In 1981, the price of a child's life was $100 but the world found it
too high a price to pay. UNICEF Director James Grant said $100 is equivalent
to only six weeks of what the world spends on arms now. But, in practice,
it proved too high a price for the world to pay. And so, every two seconds
of 1981, a child paid that price with its life. And 17 million of the
125 children who will be born in 1982 also will die before their fifth
birthday.
"This (1981) has been, therefore, another year of 'silent emergency;'
of 40,000 children quietly dying each day; of 100 million children quietly
becoming disabled in mind or body; of 200 million 6 to 11 year-olds
quietly watching other children go to school; of one-fifth of the world's
people quietly struggling for life itself," the U.N. report said.

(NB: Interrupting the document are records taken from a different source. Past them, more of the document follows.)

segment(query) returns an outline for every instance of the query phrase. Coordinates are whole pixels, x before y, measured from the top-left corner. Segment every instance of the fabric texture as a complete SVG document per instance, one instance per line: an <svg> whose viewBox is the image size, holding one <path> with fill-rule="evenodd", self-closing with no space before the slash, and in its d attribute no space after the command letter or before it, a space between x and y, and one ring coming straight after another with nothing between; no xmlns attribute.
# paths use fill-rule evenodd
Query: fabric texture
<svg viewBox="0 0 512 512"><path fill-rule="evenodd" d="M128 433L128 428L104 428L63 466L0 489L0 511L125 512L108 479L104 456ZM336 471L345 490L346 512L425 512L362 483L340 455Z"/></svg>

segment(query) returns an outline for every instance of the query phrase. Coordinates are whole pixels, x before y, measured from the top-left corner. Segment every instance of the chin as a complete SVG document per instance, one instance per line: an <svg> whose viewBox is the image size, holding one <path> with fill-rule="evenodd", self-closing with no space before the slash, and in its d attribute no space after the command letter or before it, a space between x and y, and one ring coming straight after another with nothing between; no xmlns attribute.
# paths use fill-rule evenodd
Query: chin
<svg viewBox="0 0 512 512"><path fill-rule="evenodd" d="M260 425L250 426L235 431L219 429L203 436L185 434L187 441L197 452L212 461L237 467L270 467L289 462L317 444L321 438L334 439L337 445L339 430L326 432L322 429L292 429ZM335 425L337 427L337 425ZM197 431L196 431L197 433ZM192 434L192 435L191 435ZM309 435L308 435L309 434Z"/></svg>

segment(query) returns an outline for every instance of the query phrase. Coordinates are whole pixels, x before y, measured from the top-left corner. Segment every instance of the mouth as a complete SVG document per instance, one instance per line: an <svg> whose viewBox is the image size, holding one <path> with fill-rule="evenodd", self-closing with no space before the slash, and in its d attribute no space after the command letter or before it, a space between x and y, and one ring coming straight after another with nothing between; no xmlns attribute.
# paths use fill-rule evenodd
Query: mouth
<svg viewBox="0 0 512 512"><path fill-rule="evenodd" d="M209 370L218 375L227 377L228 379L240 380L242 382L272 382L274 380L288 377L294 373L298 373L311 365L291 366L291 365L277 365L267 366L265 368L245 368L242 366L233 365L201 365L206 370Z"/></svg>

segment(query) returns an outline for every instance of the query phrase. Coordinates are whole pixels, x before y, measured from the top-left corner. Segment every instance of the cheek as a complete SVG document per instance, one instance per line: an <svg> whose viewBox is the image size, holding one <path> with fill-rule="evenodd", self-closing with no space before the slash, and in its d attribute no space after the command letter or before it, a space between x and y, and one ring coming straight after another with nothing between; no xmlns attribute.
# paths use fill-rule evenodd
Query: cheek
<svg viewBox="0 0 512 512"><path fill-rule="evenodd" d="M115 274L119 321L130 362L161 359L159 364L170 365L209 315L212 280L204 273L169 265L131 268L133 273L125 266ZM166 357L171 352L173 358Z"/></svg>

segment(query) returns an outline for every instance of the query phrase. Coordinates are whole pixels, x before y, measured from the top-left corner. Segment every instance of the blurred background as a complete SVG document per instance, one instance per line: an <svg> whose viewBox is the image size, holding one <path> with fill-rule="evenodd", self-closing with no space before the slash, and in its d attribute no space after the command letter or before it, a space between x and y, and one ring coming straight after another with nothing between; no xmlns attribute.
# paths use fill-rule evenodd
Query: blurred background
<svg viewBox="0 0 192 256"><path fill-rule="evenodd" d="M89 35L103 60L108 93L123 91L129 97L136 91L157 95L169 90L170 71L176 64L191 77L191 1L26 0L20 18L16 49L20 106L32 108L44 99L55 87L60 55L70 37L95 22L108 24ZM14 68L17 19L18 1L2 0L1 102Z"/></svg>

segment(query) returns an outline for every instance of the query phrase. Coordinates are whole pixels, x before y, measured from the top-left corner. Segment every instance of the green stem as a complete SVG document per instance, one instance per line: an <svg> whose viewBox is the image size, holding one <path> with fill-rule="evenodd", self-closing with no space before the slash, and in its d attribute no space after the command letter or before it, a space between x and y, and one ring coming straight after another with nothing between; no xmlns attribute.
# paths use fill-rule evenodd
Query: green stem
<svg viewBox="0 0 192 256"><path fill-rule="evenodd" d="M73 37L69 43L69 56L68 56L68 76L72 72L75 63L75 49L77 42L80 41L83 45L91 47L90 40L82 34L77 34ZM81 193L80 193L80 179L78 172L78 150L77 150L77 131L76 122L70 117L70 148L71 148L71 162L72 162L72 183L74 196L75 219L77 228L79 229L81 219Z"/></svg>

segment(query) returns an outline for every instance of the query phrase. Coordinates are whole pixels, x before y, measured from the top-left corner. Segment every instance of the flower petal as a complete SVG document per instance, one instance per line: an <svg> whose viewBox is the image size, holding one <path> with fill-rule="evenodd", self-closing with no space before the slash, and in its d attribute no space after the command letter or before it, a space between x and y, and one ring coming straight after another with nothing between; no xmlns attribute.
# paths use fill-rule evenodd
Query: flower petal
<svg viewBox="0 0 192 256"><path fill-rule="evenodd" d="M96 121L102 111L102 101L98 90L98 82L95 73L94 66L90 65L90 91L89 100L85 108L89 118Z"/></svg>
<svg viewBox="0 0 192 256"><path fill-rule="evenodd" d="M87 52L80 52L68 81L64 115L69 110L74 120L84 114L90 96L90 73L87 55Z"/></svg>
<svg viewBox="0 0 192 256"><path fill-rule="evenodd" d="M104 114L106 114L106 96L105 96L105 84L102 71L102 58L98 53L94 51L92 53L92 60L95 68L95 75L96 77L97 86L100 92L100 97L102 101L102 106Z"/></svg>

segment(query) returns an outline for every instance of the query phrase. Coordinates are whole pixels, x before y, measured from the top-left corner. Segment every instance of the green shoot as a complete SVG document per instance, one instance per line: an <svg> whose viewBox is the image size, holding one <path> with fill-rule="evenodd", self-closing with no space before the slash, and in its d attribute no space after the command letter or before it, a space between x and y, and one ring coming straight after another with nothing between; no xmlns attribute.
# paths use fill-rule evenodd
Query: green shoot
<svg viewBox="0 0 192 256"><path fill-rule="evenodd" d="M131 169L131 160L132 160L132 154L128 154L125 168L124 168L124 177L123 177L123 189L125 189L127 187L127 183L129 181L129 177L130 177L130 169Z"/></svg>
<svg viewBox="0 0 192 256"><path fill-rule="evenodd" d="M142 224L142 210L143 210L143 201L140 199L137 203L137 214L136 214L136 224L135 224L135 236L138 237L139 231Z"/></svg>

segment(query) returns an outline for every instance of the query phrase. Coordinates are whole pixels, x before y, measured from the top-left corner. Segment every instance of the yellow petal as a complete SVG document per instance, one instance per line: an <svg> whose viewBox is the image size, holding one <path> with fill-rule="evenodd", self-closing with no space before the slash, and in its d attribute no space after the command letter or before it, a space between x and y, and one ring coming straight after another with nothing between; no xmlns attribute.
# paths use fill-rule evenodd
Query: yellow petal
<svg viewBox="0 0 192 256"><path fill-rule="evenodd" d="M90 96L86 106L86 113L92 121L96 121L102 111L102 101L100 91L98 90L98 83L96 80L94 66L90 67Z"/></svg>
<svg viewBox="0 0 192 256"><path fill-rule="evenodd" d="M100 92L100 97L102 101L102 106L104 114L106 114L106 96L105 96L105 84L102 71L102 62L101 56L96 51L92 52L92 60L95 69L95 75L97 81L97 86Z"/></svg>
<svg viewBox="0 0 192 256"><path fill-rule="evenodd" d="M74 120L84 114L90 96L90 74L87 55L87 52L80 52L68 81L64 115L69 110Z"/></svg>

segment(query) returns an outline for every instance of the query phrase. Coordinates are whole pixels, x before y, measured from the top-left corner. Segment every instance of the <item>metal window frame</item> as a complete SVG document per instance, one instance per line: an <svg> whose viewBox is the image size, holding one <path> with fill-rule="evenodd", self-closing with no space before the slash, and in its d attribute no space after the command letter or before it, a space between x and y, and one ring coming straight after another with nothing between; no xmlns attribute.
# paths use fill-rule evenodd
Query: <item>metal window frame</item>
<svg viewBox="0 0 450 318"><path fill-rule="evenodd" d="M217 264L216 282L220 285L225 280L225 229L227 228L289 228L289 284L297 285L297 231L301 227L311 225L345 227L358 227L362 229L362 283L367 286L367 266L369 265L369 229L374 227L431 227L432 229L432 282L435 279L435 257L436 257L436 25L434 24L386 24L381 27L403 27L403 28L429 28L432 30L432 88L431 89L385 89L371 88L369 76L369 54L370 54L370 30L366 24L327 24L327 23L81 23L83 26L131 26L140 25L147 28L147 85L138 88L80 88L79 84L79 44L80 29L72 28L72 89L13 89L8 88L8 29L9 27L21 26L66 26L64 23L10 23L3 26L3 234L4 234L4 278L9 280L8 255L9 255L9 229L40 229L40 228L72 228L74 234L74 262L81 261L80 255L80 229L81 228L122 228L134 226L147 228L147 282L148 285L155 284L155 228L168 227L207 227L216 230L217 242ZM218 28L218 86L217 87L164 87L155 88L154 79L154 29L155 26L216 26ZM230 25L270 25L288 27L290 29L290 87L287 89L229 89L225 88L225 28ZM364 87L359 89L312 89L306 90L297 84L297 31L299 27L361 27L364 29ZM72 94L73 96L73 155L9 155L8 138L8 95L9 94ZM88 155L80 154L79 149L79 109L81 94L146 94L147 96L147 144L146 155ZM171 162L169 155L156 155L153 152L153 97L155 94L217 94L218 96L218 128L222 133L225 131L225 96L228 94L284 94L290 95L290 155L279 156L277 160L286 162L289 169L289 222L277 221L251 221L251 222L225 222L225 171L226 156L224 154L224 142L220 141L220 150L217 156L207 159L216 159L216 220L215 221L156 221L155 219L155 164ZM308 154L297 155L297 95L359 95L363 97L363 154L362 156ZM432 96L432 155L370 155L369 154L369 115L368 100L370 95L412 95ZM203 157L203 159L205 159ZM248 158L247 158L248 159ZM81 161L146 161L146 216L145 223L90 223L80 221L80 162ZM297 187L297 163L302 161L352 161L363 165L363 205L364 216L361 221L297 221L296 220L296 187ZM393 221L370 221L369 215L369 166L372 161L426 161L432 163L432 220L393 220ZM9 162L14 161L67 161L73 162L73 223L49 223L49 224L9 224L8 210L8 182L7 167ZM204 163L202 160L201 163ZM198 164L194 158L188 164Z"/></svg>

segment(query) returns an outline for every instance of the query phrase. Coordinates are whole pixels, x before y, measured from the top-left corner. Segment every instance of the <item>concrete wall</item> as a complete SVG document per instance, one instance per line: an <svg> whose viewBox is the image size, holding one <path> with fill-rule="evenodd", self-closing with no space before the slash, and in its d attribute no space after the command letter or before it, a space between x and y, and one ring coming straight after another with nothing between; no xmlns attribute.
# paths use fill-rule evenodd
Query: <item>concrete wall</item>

Right now, there is more than enough food being produced to meet the
basic nutritional needs of every person in the world if it were wisely
distributed. But this may change radically. One of the world's great
bread baskets -- the Missouri River Basin and the Great Plains -- is
being threatened with a return to the Dust Bowl of the '30s. Should
current trends continue, this would be a disaster of worldwide dimension.
The problems are the result of massive topsoil erosion, "mining"
of fossil water from the Ogallala Aquiver, coal and oil shale development,
surface mining, biomass development, and urbanization. The problem is
compounded by economic threats to U.S. farmers, from the high costs
of fuel, fertilizer, farm equipment, and borrowing money.
The failure of the media to make world hunger a critical international
issue and to warn of the possible loss of an enormous agricultural resources
qualifies this story for nomination as one of the *best censored"
stories of 1981.
SOURCES:
Senior Scholastic, 10/16/81, "Earth's Hungry Millions" by
Peter M. Jones, S.F. Examiner, 10/81 "40,000 Children Quietly Dying
Each Day in '81;" CoEvolution Quarterly, Winter 1981, "The
Moral Dilemma of Keeping the Plains Alive" by Wes Jackson.